筆者がケーブル業界にいたころは、地域や地方のシステム拠点ごとに幹部社員が配置され、彼らは本社の上層部に直接声を届けられた。ケーブル会社は、彼らに免許を与える地元の政治家との関係によって成り立っており、地方政治家は実際に影響力を持っていた。だが現在では、ケーブル業界の運営も意思決定も、すべて中央集権的に統合されている。
放送業界でも事情は似ている。放送局の所有制限について業界が不満を漏らしているとはいえ、実際には数十年前よりはるかに集中が進んでいる。少し前までは、地域局ごとに技術・制作・営業の各部門が存在していたが、いまではそれらが統合された「運営ハブ」に集約され、人員削減も進んでいる。この動きは、経済合理性の面では理にかなっているが、メディア業界全体の構図の中で、いまや個々の地域コミュニティの存在感はほとんど失われてしまった。
いまや地方の政治家で、ディズニーのボブ・アイガーや他のメディア、テック業界の大物に直接会ったことがある者は、ごく少ない。ましてや、連邦議会が有効なリーダーシップを発揮しているとも言い難い。
結局のところ、こうした対立は現場や地域の実態から切り離された巨大企業同士の争いになっている。いまの時代、草の根の世論が事態を大きく動かすようなことは、もうほとんど起こらない。
巨大テックが塗り替えた勢力図
かつてケーブル大手とメディア大手が対立したときに、両者は必ずしも対等ではなかったものの、少なくとも同じ土俵で競い合っていた。
しかしいまでは、ディズニーをはじめとする伝統的メディア企業にとって、こうした争いのリスクはYouTube TVとは比較にならないほど大きい。YouTube TVの加入者は現在1000万人に達し、2026年までに米国最大のマルチチャンネル配信事業者になる可能性がある。
そしてYouTube TVはESPNに対して毎月1億ドル(約154億円)以上のチャンネル使用料を支払っており、他のディズニー系ネットワークへの支払いを含めれば、その額はさらに膨らむ。モルガン・スタンレーは、ディズニーが今回のYouTube TVとの対立で週に3000万ドル(約46億2000万円)を失っていると試算した。年商が170億ドル(約2兆6180億円)規模のESPNにとっても、1社との契約のみで年間10億ドル(約1540億円)以上の減収となるのは、きわめて大きな痛手だ。
一方で、巨大テックと伝統的メディアの規模の差は圧倒的だ。YouTube TVの親会社でグーグルの持株会社、アルファベットの年間売上高は3500億ドル(約5兆3900億円)で、時価総額は3兆ドル(約462兆円)だ。
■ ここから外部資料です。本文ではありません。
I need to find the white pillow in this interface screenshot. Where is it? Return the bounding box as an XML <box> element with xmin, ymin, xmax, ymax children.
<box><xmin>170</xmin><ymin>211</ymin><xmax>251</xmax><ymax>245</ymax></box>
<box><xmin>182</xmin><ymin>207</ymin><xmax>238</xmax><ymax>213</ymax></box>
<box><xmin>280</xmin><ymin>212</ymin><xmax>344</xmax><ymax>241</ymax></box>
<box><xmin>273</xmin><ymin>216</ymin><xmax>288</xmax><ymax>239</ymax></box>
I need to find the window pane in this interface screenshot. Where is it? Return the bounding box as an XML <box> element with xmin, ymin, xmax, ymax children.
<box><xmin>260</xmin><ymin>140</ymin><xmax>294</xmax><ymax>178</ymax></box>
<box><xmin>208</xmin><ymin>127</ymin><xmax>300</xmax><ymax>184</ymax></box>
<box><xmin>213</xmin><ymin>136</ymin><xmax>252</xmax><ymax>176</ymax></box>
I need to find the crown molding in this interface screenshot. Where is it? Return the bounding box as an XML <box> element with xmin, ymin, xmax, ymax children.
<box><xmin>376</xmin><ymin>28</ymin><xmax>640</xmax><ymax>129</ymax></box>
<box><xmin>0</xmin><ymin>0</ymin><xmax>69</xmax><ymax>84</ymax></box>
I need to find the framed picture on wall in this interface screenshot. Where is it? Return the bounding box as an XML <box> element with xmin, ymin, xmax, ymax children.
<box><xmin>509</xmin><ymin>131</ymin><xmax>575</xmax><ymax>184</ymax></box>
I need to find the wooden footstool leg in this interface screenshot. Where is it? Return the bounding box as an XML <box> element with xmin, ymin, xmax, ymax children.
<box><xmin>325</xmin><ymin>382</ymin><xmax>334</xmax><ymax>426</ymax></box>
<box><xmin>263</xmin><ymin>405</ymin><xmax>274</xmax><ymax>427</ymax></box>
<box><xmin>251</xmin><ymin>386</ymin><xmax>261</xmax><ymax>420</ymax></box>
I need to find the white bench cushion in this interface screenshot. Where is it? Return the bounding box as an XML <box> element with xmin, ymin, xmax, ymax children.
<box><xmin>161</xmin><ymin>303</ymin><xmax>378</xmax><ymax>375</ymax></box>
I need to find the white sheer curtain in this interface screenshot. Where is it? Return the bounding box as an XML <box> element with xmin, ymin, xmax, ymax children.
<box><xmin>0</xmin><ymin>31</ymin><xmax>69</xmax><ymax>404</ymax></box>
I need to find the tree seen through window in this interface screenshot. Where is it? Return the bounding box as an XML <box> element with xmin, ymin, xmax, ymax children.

同社にとってYouTube TVの売上は重要項目とすら見なされず、決算で個別に開示されることもない。
ディズニーももちろん小さな企業とは言えず、売上高900億ドル(約13兆8600億円)、時価総額2000億ドル(約30兆8000億円)を誇るが、それでも両者はもはや同じ土俵に立っているとは言い難い。